Simultaneous T wave inversions in the inferior (II, III, aVF) and right precordial leads (V1-4) is the most specific finding in favour of PE, with reported specificities of up to 99% in one study.

Compared to findings of Acute Coronary Syndrome:

While T wave inversions are commonly associated with acute coronary syndromes, there are several findings associated with pulmonary embolism that differentiate this diagnosis from ACS.
  • ACS is rarely associated with tachycardia
  • Both ACS and PE will present with elevated troponin
  • Ultrasonography may be useful in differentiating the two
  • Kosuge et al have shown that simultaneous inversion in III and V1 are diagnostically significant:
“negative T waves in leads III and V1 were observed in only 1% of patients with ACS compared with 88% of patients with Acute PE (p less than 0.001). The sensitivity, specificity, positive predictive value, and negative predictive value of this finding for the diagnosis of PE were 88%, 99%, 97%, and 95%, respectively.

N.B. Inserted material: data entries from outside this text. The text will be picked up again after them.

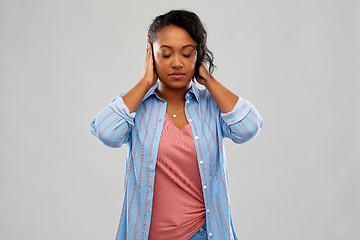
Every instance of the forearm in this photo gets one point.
(133, 98)
(225, 99)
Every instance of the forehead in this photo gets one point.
(173, 36)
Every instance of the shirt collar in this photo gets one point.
(193, 91)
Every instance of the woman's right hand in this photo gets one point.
(150, 75)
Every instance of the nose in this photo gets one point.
(177, 62)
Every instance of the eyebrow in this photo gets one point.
(167, 46)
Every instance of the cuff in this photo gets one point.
(240, 110)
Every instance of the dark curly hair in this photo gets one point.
(192, 24)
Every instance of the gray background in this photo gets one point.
(298, 62)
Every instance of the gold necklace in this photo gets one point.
(176, 108)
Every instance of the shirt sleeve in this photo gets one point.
(113, 124)
(242, 123)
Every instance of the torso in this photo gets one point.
(180, 120)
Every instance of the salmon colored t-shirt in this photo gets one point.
(178, 210)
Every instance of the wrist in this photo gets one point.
(209, 81)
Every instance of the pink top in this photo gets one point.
(178, 210)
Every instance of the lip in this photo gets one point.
(177, 75)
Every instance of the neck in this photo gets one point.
(172, 95)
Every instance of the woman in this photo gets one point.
(176, 180)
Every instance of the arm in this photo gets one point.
(240, 120)
(113, 125)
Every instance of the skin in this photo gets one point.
(174, 50)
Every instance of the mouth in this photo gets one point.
(177, 75)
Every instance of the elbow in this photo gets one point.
(107, 136)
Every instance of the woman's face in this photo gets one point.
(175, 57)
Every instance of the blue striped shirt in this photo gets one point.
(141, 131)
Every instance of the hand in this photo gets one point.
(150, 75)
(204, 75)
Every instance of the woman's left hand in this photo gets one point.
(203, 72)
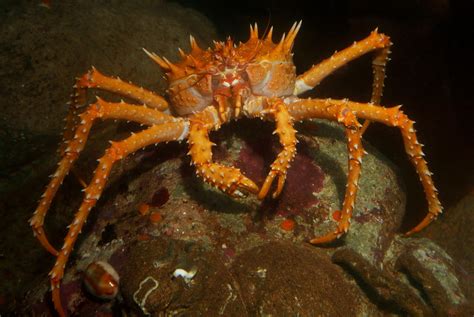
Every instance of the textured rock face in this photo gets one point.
(41, 52)
(242, 256)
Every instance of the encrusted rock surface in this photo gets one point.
(41, 52)
(245, 260)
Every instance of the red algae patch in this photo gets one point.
(155, 217)
(287, 225)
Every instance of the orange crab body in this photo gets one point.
(208, 88)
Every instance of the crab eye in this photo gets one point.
(190, 94)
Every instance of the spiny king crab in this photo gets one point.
(208, 88)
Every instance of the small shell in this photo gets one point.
(101, 280)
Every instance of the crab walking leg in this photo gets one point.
(95, 79)
(172, 131)
(228, 179)
(378, 68)
(307, 108)
(287, 135)
(102, 110)
(393, 117)
(317, 73)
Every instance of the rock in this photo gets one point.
(233, 242)
(454, 232)
(41, 52)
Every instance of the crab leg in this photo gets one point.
(317, 73)
(228, 179)
(170, 131)
(307, 108)
(95, 79)
(392, 117)
(286, 134)
(102, 110)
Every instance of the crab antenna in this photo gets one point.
(269, 35)
(194, 46)
(292, 35)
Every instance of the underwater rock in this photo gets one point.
(42, 51)
(206, 242)
(101, 280)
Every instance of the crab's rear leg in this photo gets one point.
(170, 131)
(228, 179)
(97, 80)
(377, 42)
(102, 110)
(305, 109)
(392, 117)
(286, 133)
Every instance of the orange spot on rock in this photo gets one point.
(287, 225)
(144, 209)
(155, 217)
(143, 237)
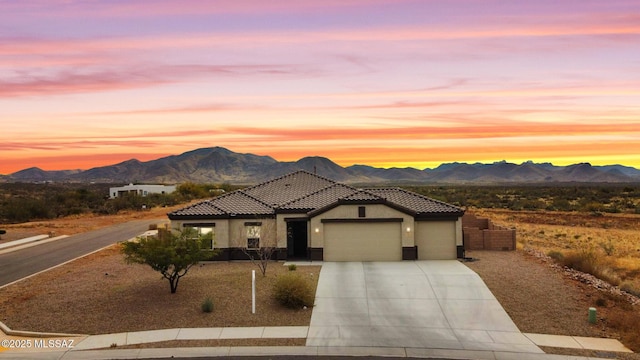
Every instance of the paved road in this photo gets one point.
(21, 263)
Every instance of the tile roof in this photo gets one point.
(288, 188)
(320, 198)
(302, 191)
(415, 202)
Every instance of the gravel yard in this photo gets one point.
(540, 299)
(101, 294)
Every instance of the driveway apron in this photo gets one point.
(414, 304)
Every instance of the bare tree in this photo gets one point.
(258, 242)
(171, 253)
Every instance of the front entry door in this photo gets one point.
(297, 240)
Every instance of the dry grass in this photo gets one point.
(100, 294)
(605, 245)
(539, 299)
(608, 245)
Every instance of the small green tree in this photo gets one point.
(172, 253)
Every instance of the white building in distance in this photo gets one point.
(140, 190)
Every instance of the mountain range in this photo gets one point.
(217, 164)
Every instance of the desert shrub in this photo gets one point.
(555, 255)
(587, 260)
(293, 291)
(608, 247)
(207, 305)
(631, 288)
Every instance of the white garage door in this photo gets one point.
(362, 242)
(436, 240)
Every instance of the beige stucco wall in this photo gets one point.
(351, 212)
(231, 233)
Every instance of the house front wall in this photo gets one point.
(231, 233)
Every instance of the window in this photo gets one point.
(204, 232)
(253, 235)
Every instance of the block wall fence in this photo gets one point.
(482, 234)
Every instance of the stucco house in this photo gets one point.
(140, 190)
(306, 216)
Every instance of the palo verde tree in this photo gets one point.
(171, 253)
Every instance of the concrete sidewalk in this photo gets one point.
(100, 346)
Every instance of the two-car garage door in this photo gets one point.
(362, 241)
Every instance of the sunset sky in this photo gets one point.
(379, 82)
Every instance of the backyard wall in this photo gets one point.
(482, 234)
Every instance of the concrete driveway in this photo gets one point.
(410, 304)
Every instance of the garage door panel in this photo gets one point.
(362, 242)
(436, 240)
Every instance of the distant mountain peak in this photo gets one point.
(218, 164)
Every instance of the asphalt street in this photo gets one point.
(22, 263)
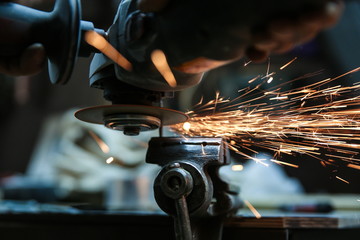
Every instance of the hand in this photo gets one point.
(30, 62)
(281, 35)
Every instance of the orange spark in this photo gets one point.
(99, 42)
(159, 59)
(237, 168)
(350, 165)
(287, 64)
(284, 163)
(109, 160)
(343, 180)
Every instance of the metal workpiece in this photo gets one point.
(189, 187)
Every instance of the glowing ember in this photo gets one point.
(252, 209)
(343, 180)
(284, 163)
(109, 160)
(287, 64)
(159, 59)
(99, 42)
(186, 126)
(354, 166)
(237, 168)
(315, 120)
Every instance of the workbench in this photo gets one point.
(69, 223)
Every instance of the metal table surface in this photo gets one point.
(69, 223)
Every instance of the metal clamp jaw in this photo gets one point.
(189, 187)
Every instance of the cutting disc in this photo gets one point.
(98, 113)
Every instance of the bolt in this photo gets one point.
(131, 131)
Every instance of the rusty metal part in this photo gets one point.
(189, 187)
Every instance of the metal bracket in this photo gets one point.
(189, 187)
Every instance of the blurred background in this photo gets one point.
(47, 155)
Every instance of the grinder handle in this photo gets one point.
(20, 26)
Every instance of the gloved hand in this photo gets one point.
(281, 35)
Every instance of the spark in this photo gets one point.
(284, 163)
(287, 64)
(343, 180)
(247, 63)
(252, 209)
(350, 165)
(203, 149)
(237, 168)
(187, 126)
(99, 42)
(103, 146)
(110, 160)
(159, 59)
(327, 126)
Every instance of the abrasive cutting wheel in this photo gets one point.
(131, 119)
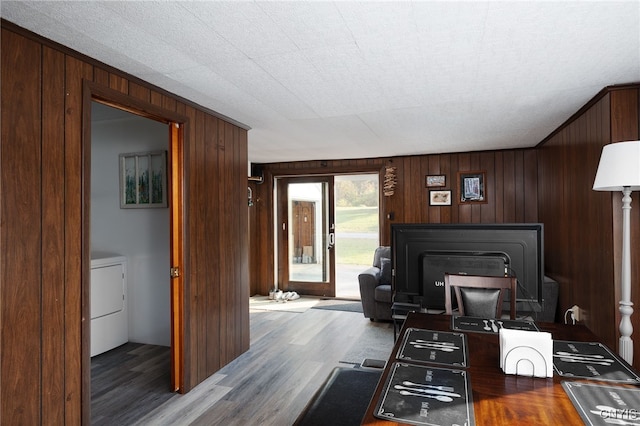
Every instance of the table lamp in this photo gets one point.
(619, 170)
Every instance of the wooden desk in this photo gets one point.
(499, 398)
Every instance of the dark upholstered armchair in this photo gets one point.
(375, 286)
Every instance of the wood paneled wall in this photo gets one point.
(583, 227)
(511, 189)
(44, 158)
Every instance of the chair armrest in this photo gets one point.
(369, 279)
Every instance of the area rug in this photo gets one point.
(263, 303)
(342, 400)
(339, 305)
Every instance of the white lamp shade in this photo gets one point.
(619, 167)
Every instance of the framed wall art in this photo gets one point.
(431, 181)
(471, 187)
(143, 180)
(440, 198)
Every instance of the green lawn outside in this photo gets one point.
(355, 251)
(357, 219)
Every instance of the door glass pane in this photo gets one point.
(307, 232)
(357, 229)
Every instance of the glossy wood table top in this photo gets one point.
(499, 398)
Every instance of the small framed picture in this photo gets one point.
(431, 181)
(440, 198)
(143, 180)
(471, 187)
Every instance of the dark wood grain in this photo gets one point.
(499, 398)
(582, 226)
(21, 240)
(511, 182)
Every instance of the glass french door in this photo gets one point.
(306, 235)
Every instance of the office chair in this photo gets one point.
(479, 296)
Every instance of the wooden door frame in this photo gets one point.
(282, 240)
(177, 127)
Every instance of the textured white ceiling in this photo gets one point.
(326, 80)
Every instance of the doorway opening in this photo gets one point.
(139, 154)
(328, 229)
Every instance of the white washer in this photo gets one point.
(109, 319)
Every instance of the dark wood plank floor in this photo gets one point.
(290, 357)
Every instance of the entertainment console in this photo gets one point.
(423, 253)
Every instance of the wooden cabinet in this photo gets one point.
(109, 321)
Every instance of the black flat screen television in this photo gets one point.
(422, 253)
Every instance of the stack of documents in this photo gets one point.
(526, 353)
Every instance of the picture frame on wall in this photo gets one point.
(440, 198)
(143, 180)
(471, 187)
(431, 181)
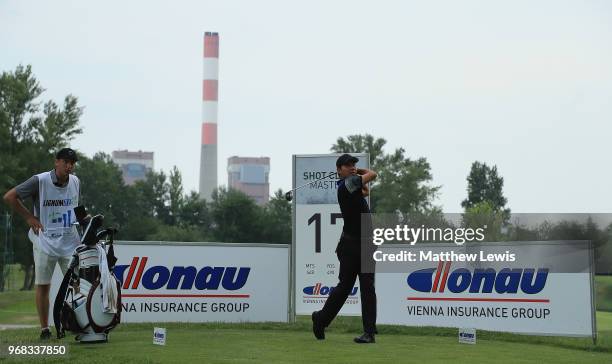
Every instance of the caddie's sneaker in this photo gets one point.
(317, 328)
(45, 334)
(365, 339)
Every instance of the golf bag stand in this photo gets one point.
(79, 305)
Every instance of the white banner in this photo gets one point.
(200, 282)
(547, 290)
(317, 225)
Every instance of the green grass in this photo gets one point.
(271, 342)
(18, 307)
(603, 292)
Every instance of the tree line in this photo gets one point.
(158, 208)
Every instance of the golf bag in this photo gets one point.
(86, 303)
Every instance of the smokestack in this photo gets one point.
(208, 154)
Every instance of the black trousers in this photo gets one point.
(348, 252)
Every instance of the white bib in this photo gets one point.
(59, 236)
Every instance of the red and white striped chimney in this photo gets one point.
(210, 87)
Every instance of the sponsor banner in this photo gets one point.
(317, 225)
(200, 282)
(547, 293)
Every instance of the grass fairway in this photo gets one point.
(265, 343)
(269, 342)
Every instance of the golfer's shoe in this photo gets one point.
(45, 334)
(317, 328)
(365, 339)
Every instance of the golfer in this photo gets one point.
(352, 189)
(54, 237)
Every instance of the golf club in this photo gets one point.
(289, 194)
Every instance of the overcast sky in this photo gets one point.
(524, 85)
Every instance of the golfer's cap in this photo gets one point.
(346, 159)
(67, 154)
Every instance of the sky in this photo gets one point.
(523, 85)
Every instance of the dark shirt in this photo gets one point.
(352, 205)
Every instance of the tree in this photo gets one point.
(485, 184)
(175, 196)
(237, 218)
(28, 140)
(277, 219)
(402, 185)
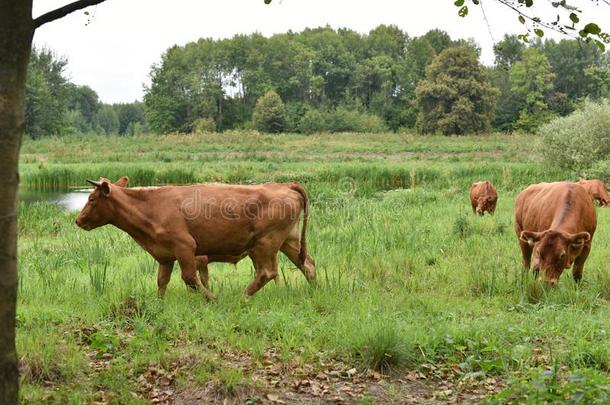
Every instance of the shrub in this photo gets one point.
(348, 120)
(204, 125)
(312, 121)
(269, 113)
(580, 140)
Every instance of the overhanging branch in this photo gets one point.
(64, 11)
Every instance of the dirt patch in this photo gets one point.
(333, 382)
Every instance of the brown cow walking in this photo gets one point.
(204, 223)
(483, 197)
(555, 222)
(597, 191)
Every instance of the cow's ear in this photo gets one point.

In conclusion, the presence of negative T waves in both leads III and V1 allows PE to be differentiated simply but accurately from ACS in patients with negative T waves in the precordial leads.”

Differential Diagnosis of S1Q3T3 Pattern:

The ECG changes described above are not unique to PE. A similar spectrum of ECG changes may be seen with any cause of acute or chronic cor pulmonale (i.e. any disease that causes right ventricular strain / hypertrophy due to hypoxic pulmonary vasoconstriction).

Acute cor pulmonale


  • Severe pneumonia
  • Exacerbation of COPD / asthma
  • Pneumothorax
  • Recent pneumonectomy
  • Upper airway obstruction

Chronic cor pulmonale

  • Chronic obstructive pulmonary disease
  • Recurrent small PEs
  • Cystic fibrosis
  • Interstitial lung disease
  • Severe kyphoscoliosis
  • Obstructive sleep apnoea

References:

  • Wagner, GS. Marriott’s Practical Electrocardiography (11th edition), Lippincott Williams & Wilkins 2007.
  • Kosuge M, Kimura K, Ishikawa T, Ebina. Electrocardiographic differentiation between acute pulmonary embolism and acute coronary syndromes on the basis of negative T waves. Am J Cardiol. 2007 Mar 15;99(6):817-21. Epub 2007 Jan 30. PMID:17350373.